Bildwechsel

Fotografie nach der Werkstatt für Photographie

Vor knapp 30 Jahren schloss die Werkstatt für Photographie an der VHS Kreuzberg ihre Pforten. Wurde sie während ihres zehnjährigen Bestehens als eine der wichtigsten Ausbildungsstätten für Fotografie – hauptsächlich international – wahrgenommen, blieb es danach merkwürdig still um sie. Das seinerzeit hochgelobte programmgemäße Lehrangebot ist ebenso verschwunden wie ihr einstiger legendärer Ruf. Bei Wikipedia war bis ins Jubiläumsjahr 2016 noch nicht einmal ein eigener Eintrag über die „Werkstatt“ zu finden. Michael Schmidts Wunsch anlässlich der Eröffnung 1976, dass die „Werkstatt über die Grenzen Berlins hinaus Bedeutung erlangen möge“, hat sich demnach allenfalls temporär erfüllt.
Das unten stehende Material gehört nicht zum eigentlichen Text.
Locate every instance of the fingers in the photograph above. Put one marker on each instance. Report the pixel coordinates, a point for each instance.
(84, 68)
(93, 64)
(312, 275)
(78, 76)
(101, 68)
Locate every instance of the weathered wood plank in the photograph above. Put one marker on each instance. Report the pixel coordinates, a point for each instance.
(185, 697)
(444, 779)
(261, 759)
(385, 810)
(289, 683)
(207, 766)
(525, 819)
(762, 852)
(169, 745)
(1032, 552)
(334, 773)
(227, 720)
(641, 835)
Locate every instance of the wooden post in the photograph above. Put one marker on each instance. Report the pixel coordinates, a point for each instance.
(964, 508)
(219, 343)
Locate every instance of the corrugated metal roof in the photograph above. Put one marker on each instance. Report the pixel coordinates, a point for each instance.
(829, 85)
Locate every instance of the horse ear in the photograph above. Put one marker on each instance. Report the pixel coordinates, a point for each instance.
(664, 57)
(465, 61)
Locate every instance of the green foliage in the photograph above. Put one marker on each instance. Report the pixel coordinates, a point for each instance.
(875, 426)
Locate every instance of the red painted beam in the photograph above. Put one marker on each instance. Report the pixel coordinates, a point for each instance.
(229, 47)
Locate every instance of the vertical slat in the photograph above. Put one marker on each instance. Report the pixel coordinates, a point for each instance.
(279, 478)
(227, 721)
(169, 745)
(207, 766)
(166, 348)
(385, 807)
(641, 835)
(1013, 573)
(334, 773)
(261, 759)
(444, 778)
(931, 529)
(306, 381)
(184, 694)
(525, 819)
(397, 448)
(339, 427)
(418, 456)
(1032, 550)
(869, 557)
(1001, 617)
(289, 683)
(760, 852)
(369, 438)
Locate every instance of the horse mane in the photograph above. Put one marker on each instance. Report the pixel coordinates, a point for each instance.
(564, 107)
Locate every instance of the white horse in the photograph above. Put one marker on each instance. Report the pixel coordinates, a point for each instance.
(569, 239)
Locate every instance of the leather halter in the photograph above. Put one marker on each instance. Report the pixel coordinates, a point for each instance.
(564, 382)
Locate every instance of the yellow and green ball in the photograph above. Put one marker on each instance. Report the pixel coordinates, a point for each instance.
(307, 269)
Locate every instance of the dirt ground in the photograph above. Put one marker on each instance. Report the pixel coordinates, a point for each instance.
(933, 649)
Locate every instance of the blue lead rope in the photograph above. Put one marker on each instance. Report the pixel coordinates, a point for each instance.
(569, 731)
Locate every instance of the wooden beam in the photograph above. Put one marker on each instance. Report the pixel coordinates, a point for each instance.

So liegt es nahe, diesem Widerspruch nachzugehen und die Frage zu stellen, warum die Werkstatt für Photographie trotz ihrer Berühmtheit bisher nicht einmal eine Fußnote in der Geschichte der Fotografie, und vor allem auch in der Geschichte der Berliner Ausbildungsstätten für Fotografie, wert ist. Dennoch ist das vorliegende Projekt keine Aufarbeitung der Werksta5geschichte. Bereits der Projekttitel „Bildwechsel – Fotografie nach der Werkstatt für Photographie“ zielt vielmehr darauf ab, ihre Einflüsse auf die (West‑)Berliner Fotografie zu markieren und zugleich die fotografisch-künstlerischen Positionen ihrer Nachfolgeinstitution, dem heutigen Photocentrum der VHS Friedrichshain-Kreuzberg, aufzuzeigen. Das doppelte Jubiläum der Werkstatt für Photographie im Jahr 2016 bietet sich also auf besondere Weise an, sowohl Projektionsfläche für die Ausgangslage der fotografischen Ausbildung an der VHS Kreuzberg im Jahr 1986 als auch Plattform für die Darstellung ihrer vielfältigen Weiterentwicklungen zu sein.

Für das Zustandekommen dieses Projekts danke ich zuallererst den Kursteilnehmer*innen, dass sie dieses nicht gerade einfache Thema trotz aller Schwierigkeiten am Ende kreativ und produktiv realisiert haben. Besonderer Dank gebührt Enno Kaujold für seine historische Einbeziehung der Werkstatt in die westdeutsche Fotoszene der 70er Jahre. Thomas Leuner und Ulla Kelm danke ich für ihre Bereitschaft, das Projekt mit ihrem fundierten Wissen aus ihrer aktiven Zeit an der Werkstatt zu unterstützen. Zu herzlichem Dank bin ich Friedhelm Denkeler und Bernd Thyerlei verpflichtet, die dem Projekt wertvolle Fotografien und Materialien aus der Zeit der Werksta5 zur Verfügung gestellt haben. Insbesondere Thomas Michalak und den Dozent*innen des Photocentrum danke ich für die Bereitstellung ihrer Kursmaterialien. Der VHS Friedrichshain-Kreuzberg gebührt Dank für die materielle Unterstützung des Projekts, und last but not least möchte ich mich an dieser Stelle vorwiegend bei Peter Held bedanken, ohne den der Fachbereich Fotografie heute nicht der wäre, der er ist. Zum Abschied einfach nur ein großes Dankeschön!

Die Fotoszene Berlins wird in diesem Jubiläumsjahr ganz sicherlich noch einiges zur Werkstatt für Photographie erfahren und erleben. Das gilt vornehmlich für die C/O-Ausstellung im Herbst dieses Jahres, aber auch für alle anderen Initiativen im Rahmen dieses Jubiläums.